A soaring U.S. tech market and a growing interest in diversifying into emerging economies are prompting family offices to reconsider Chinese equities, where technology investments come at a lower price.
Shift in Investment Trends
The COVID-19 pandemic triggered two key investment shifts among family offices. First, there was a surge in interest in environmental, social, and governance (ESG) investments as families became more conscious of environmental and healthcare-related risks. Second, a significant sell-off of Chinese stocks occurred due to geopolitical tensions, concerns over human rights issues, and the origins of the virus.
Despite these concerns, many investors are now revisiting their China strategies. Tech hubs such as Hangzhou and the Pearl River Delta are producing innovations that are gaining global traction, aligning with a broader shift where wealth managers see greater value in emerging markets. The uncertainty surrounding U.S. policies is also reinforcing this trend.

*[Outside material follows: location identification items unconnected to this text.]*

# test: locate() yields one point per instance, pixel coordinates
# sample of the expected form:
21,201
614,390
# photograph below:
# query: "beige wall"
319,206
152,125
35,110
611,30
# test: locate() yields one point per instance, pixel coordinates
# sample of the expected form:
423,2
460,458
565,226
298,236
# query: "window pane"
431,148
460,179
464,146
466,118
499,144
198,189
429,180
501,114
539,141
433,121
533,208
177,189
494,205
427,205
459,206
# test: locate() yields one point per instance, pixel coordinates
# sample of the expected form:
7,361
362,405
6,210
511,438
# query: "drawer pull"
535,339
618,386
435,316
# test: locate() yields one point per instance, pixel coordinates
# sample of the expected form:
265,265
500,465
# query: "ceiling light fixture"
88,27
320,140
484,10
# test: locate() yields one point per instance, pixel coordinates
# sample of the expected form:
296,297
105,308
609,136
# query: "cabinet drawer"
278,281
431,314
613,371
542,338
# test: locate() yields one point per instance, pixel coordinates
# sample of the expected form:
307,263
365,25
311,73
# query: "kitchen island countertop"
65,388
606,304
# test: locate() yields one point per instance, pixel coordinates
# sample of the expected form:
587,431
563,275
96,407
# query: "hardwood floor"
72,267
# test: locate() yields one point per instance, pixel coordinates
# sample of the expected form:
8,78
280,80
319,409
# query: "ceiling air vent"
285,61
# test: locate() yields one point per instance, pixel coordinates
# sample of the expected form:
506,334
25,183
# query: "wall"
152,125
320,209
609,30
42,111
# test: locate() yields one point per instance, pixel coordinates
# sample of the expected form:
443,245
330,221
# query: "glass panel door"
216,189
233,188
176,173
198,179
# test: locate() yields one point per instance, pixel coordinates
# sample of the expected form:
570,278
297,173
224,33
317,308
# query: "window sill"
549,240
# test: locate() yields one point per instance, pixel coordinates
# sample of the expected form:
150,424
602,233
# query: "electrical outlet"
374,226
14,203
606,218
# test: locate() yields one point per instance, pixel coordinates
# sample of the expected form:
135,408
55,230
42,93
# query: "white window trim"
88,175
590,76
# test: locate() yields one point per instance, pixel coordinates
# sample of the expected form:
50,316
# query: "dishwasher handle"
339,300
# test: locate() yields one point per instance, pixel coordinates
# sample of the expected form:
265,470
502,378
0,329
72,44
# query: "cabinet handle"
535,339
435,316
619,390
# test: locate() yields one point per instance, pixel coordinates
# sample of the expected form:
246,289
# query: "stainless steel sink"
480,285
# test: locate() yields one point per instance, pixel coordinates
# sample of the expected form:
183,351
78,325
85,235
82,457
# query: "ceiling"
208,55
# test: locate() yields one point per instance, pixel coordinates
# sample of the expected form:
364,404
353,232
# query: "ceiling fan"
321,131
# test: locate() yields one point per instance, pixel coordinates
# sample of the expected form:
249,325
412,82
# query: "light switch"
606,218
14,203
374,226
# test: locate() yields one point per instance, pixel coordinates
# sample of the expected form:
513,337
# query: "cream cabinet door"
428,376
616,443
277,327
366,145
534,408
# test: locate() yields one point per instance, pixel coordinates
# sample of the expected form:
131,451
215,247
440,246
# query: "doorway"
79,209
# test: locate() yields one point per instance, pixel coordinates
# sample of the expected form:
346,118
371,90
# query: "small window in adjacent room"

“Family offices are making a comeback in China—it’s a strategic move for diversification,” says William Chow, deputy CEO of Raffles Family Office in Hong Kong.
Compared to overvalued U.S. tech stocks, Chinese companies present more attractive valuations. The development of DeepSeek, a cost-efficient AI breakthrough, has further fueled interest, demonstrating that China can compete with high-end semiconductor technology at a fraction of the cost.
For most family offices, China accounts for less than 5% of their portfolios—“far too low for the world’s second-largest economy,” Chow adds. He anticipates a gradual return of investors over the long term.
Resilient Market and Government Support
China remains too significant for investors to overlook, agrees Joseph Poon, Group Head at DBS Private Bank in Singapore. He notes that while geopolitical tensions persist, China’s economic fundamentals remain strong. Recent stimulus measures—including interest rate cuts, support for financial markets, and relaxed home-buying restrictions—signal the government’s commitment to economic growth.
These efforts are already yielding results. The Chinese stock market has been on an upward trajectory, with the MSCI China Index surging 13.9% as of mid-February 2025, far outpacing the MSCI USA Index’s 4.4% gain.
While initial market gains were driven by government stimulus, the recent surge is largely fueled by advancements in artificial intelligence (AI).
Renewed Confidence in Chinese Tech
Beijing has also demonstrated renewed support for the country’s technology sector. A high-profile meeting between President Xi Jinping and Alibaba founder Jack Ma—who previously faced government scrutiny—was seen as a symbolic reconciliation with the private sector.
“Reports of a potential Alibaba-Apple AI partnership, following DeepSeek’s breakthrough, have reignited global investor interest in China,” says Angelina Lai, Chief Investment Officer for Asia and the Middle East at St. James’s Place.
Lai will be speaking at the upcoming PWM Wealth Management Summit Asia in Singapore on March 13, 2025.
In the years following COVID-19, many investors shifted focus to India, Japan, and Southeast Asia under the “China +1” strategy—diversifying supply chains to mitigate geopolitical risks. However, this trend may be reversing as Chinese valuations look increasingly appealing and domestic consumption rebounds, evidenced by strong Lunar New Year spending.
AI and EV Disruptions Drive Growth
Raymond Ma, CIO for Hong Kong and Mainland China at Invesco, believes China’s AI-driven firms will benefit from cost efficiencies, greater computing power, and broader AI adoption across industries. He expects these advancements to trigger a re-rating of Chinese stocks.
Meanwhile, China’s electric vehicle (EV) sector, led by BYD, is disrupting global markets with affordable alternatives to Western brands, further fueling investor confidence.
Long-Term Outlook for Family Offices
While Western investors have traditionally focused on geopolitical risks when evaluating China, this mindset may be shifting. DBS’s Poon highlights the emergence of major Asian corporations with strong economic advantages and global earnings potential.
Investors should also consider broader economic trends. “The U.S. now holds a smaller share of global trade compared to 15 years ago, and 90 out of 190 countries trade more with China than with the U.S.,” Lai notes, underscoring China’s resilience against U.S. tariffs.
Despite the optimism, wealth managers caution against short-term volatility.
“Cheap valuations are attractive, but investors need clarity on how China addresses its real estate challenges,” Poon warns.
Chow at Raffles echoes this sentiment, advising patience as China’s technological innovations mature. “As fundamentals become clearer, we expect renewed interest from global investors, including family offices.”